La Banque africaine de développement (BAD) renforce sa réponse face aux répercussions de la crise mondiale de l’énergie et des engrais sur les économies africaines. Le Conseil d’administration de l’institution a approuvé un nouveau Cadre mondial de réponse à la crise de l’énergie et des engrais (GEFCRF), doté d’un potentiel de financement de 5,1 milliards de dollars, soit environ 2 460 milliards de FCFA.
Cette enveloppe doit permettre à la Banque d’apporter un soutien rapide et ciblé aux pays africains confrontés à la hausse des prix de l’énergie, des denrées alimentaires, des engrais et d’autres matières premières importées. Elle vise également à renforcer la résilience des économies du continent face à de futurs chocs externes.
Le financement du nouveau dispositif reposera principalement sur 4,1 milliards de dollars supplémentaires provenant des ressources de la BAD. À cette enveloppe s’ajouteront jusqu’à 960 millions de dollars, soit 576 milliards de FCFA, mobilisables auprès du Fonds africain de développement (FAD), le guichet concessionnel de la Banque.
Avec ces ressources additionnelles, l’objectif de prêts de la BAD pour 2026 atteindra environ 12,7 milliards de dollars. La Banque entend ainsi disposer d’une capacité d’intervention accrue au moment où les économies africaines font face à de nouvelles tensions sur leurs coûts d’importation et leurs chaînes d’approvisionnement.
Un choc sur les coûts d’importation
Pour la BAD, la crise actuelle au Moyen-Orient constitue un choc exogène important pour les économies africaines. La hausse des cours mondiaux de l’énergie, des denrées alimentaires et des engrais exerce une pression supplémentaire sur des pays qui restent fortement dépendants des importations dans ces secteurs.
À cette situation s’ajoutent les perturbations des principales voies commerciales et logistiques mondiales, notamment certains corridors maritimes. Ces perturbations renchérissent les coûts de transport, retardent les livraisons et accentuent les tensions sur les chaînes d’approvisionnement.
Pour les économies importatrices nettes de produits énergétiques et agricoles, ces évolutions peuvent notamment se traduire par une détérioration de la balance commerciale, une pression accrue sur les finances publiques et une hausse des prix pour les ménages et les entreprises.
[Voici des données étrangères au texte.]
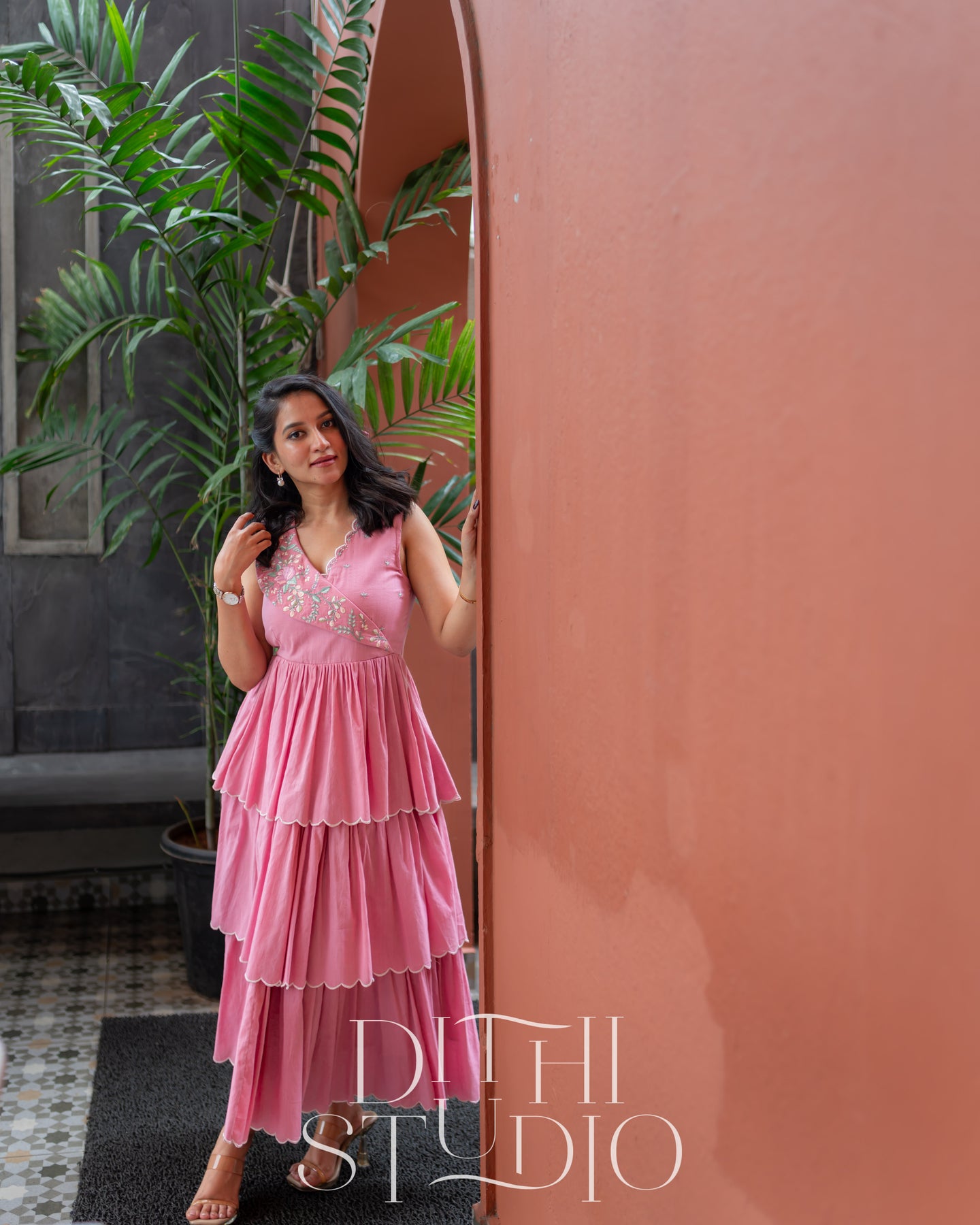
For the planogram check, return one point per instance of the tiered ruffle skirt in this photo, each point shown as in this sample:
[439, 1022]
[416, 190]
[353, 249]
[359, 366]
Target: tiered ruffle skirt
[336, 891]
Le GEFCRF doit donc intervenir à la fois sur les besoins immédiats et sur les facteurs de vulnérabilité structurelle.
Quatre priorités d’intervention pour le GEFCRF
Le dispositif de la BAD s’articule autour de quatre principaux axes. Le premier consiste à stabiliser les conditions macroéconomiques. La Banque prévoit notamment de fournir des financements contracycliques rapides, de soutenir la constitution de réserves de sécurité à court terme et d’accompagner les réponses coordonnées en matière de politiques budgétaires, monétaires et de gestion de la dette.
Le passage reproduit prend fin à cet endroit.